La bozza preparata da Gualtieri, secondo quanto riportato da Repubblica, lascia aperte diverse strade: prevede la “dismissione in una o più fasi, mediante modalità e tecniche di vendita in uso sui mercati, attraverso il ricorso singolo o congiunto a un’offerta di vendita rivolta al pubblico dei risparmiatori in Italia, ivi compresi i dipendenti del gruppo, e/o a investitori istituzionali italiani e internazionali ad una trattativa diretta da realizzare attraverso procedure competitive trasparenti e non discriminatorie, ad una o più operazioni straordinarie, ivi inclusa un’operazione di fusione”. Nessun accenno allo scorporo di una bad bank: a fine giugno Mps ha già ceduto 8,1 miliardi di crediti deteriorati ad Amco, con il via libera della Bce.

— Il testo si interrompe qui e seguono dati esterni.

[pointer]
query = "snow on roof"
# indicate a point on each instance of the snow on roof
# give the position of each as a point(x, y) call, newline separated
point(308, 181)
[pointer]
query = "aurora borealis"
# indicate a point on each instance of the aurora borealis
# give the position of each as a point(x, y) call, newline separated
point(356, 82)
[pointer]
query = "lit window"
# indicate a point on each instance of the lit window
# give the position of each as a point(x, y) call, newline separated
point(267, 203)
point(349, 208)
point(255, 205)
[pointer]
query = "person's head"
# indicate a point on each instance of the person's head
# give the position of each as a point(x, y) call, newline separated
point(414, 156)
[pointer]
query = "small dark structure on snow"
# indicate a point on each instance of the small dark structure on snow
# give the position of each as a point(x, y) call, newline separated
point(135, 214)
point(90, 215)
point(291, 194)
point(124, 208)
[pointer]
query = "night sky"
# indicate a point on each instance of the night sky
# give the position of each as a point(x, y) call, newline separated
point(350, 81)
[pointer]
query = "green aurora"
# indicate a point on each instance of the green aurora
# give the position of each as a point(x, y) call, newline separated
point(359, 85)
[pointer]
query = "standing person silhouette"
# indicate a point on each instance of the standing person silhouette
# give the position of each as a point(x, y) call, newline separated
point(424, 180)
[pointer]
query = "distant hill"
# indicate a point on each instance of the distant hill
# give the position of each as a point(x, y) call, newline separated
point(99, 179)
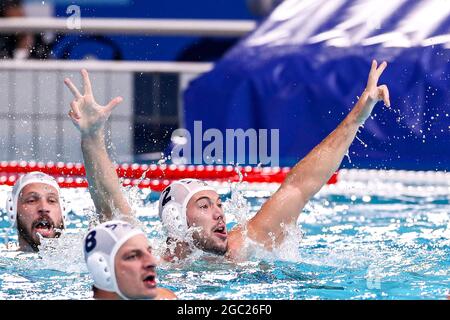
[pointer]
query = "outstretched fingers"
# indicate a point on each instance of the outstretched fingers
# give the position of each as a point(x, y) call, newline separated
point(72, 88)
point(383, 93)
point(74, 110)
point(113, 103)
point(86, 82)
point(375, 73)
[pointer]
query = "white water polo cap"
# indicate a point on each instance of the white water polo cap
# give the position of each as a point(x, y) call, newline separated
point(29, 178)
point(101, 245)
point(173, 204)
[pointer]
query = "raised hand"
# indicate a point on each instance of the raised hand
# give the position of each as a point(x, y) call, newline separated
point(373, 93)
point(86, 114)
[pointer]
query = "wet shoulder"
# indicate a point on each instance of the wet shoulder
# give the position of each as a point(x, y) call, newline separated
point(235, 244)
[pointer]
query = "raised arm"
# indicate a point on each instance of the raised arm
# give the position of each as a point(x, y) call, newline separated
point(315, 169)
point(90, 118)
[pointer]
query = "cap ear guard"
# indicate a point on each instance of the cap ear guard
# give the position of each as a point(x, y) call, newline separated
point(97, 264)
point(10, 211)
point(64, 210)
point(174, 220)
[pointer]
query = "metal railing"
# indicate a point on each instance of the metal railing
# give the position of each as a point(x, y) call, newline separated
point(33, 109)
point(131, 26)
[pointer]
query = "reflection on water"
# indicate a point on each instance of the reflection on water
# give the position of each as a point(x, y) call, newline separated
point(346, 246)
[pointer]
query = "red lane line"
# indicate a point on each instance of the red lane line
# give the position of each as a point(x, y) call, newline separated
point(69, 174)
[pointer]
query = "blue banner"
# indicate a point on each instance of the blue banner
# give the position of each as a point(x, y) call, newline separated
point(303, 69)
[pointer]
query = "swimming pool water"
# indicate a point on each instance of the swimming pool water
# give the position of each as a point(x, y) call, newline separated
point(356, 244)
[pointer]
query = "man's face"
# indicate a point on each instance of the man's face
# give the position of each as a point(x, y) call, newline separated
point(135, 268)
point(204, 210)
point(38, 211)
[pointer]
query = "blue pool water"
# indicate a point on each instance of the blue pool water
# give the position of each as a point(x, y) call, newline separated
point(351, 244)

Secondo Ruocco, “non è il momento di svendere un’importante realtà bancaria come il Monte dei Paschi, men che mai a concorrenti Ue o extra Ue. Nessun Paese europeo svende le sue banche a istituti stranieri”. Ma “Banca Mps, a oggi, capitalizza in Borsa circa 1,65 miliardi di euro” e “lo Stato con la sua partecipazione incasserebbe dalla cessione circa 1 miliardo a fronte di un investimento complessivo di quasi 8,5 miliardi. Il rendimento per lo Stato sarebbe pari a -90% dell’investimento“. E allora la soluzione indicata dalle pagine del quotidiano di Confindustria è che “l’Italia prenda esempio dalla Spagna (il riferimento è alla possibile fusione tra Bankia e Caixa, in discussione in questi giorni, ndr) e riapra il dossier con l’Europa”.

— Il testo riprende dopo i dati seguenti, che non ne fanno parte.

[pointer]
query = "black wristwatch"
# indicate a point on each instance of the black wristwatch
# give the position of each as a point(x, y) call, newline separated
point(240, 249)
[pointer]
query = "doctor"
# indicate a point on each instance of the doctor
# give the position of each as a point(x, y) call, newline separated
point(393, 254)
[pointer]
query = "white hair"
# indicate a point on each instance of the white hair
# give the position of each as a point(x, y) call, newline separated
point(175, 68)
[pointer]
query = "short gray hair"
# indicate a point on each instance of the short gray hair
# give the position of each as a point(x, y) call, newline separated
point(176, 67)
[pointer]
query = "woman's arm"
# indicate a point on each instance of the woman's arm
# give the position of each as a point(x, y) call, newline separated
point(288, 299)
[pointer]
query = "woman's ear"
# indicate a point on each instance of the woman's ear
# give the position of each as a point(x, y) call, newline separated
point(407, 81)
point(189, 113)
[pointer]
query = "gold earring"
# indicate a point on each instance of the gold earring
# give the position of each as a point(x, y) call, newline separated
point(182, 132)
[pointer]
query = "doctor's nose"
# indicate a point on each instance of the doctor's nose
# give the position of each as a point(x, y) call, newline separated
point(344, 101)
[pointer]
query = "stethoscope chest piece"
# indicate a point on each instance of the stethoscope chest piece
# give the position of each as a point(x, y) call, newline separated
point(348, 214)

Tesi ribadita anche mercoledì mattina, dopo l’audizione dell’ad di Mediobanca, Alberto Nagel che ha sostenuto la necessità di rivedere le richieste della Bce sulla progressiva svalutazione dei crediti deteriorati fino al 100% in quanto “applicata nel post Covid è come una bomba atomica” che determinerebbe “un disastro nel bilancio delle banche, non solo nostre”.”Probabilmente tra 2-3 anni – o anche prima – ci troveremo nella situazione di dover ricapitalizzare le banche per l’impatto di questo tipo di crisi”, ha sottolineato Nagel. “Sono sempre più convinta”, ha commentato Ruocco, “della necessità di creare una bad bank nazionale in quanto la mole di moratorie e nuovi finanziamenti, pari a circa 400 miliardi, con molta probabilità si trasformerà in nuovi crediti deteriorati, stimabili in circa 130 miliardi”. Tradotto: nella fase di ripresa post Covid molte aziende non saranno in grado di ripagare i debiti e scatterà un effetto domino che rischia di travolgere il sistema bancario, come ai tempi della crisi del 2008.

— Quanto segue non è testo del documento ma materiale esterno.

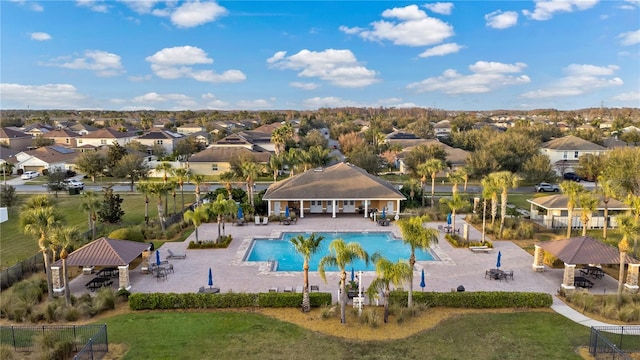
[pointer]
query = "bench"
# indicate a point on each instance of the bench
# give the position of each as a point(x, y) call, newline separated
point(477, 249)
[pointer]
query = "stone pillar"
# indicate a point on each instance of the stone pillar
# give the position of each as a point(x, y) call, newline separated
point(57, 280)
point(568, 278)
point(632, 279)
point(538, 259)
point(123, 274)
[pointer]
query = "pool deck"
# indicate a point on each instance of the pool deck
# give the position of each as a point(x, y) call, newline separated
point(230, 273)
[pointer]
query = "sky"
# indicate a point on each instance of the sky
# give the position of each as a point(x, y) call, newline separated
point(306, 55)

I sindacati non ci stanno. “La Segreteria Nazionale Uilca e il Coordinamento Uilca del Monte dei Paschi di Siena sono fermamente contrari alle proposte avanzate nei giorni scorsi dalla presidente della Commissione d’inchiesta sulle banche, Carla Ruocco”, ha fatto sapere Massimo Masi, Segretario Generale della Uilca. “La storia del Monte dei Paschi di Siena non può finire con una vendita a spezzatino. L’ipotesi prospettata da Carla Ruocco appare contraddittoria e potenzialmente pericolosa per l’interesse del Paese e per i lavoratori”, ha commentato dal canto suo il segretario generale di First Cisl Riccardo Colombani. D’accordo, però, su altri punti: “La privatizzazione di Mps nei tempi stabiliti dalla Bce determinerebbe per lo Stato azionista una perdita ingente”, oltre al fatto che “il sistema bancario verrebbe privato di un attore rilevante al fine di attuare le politiche creditizie che il governo ha il dovere di definire”.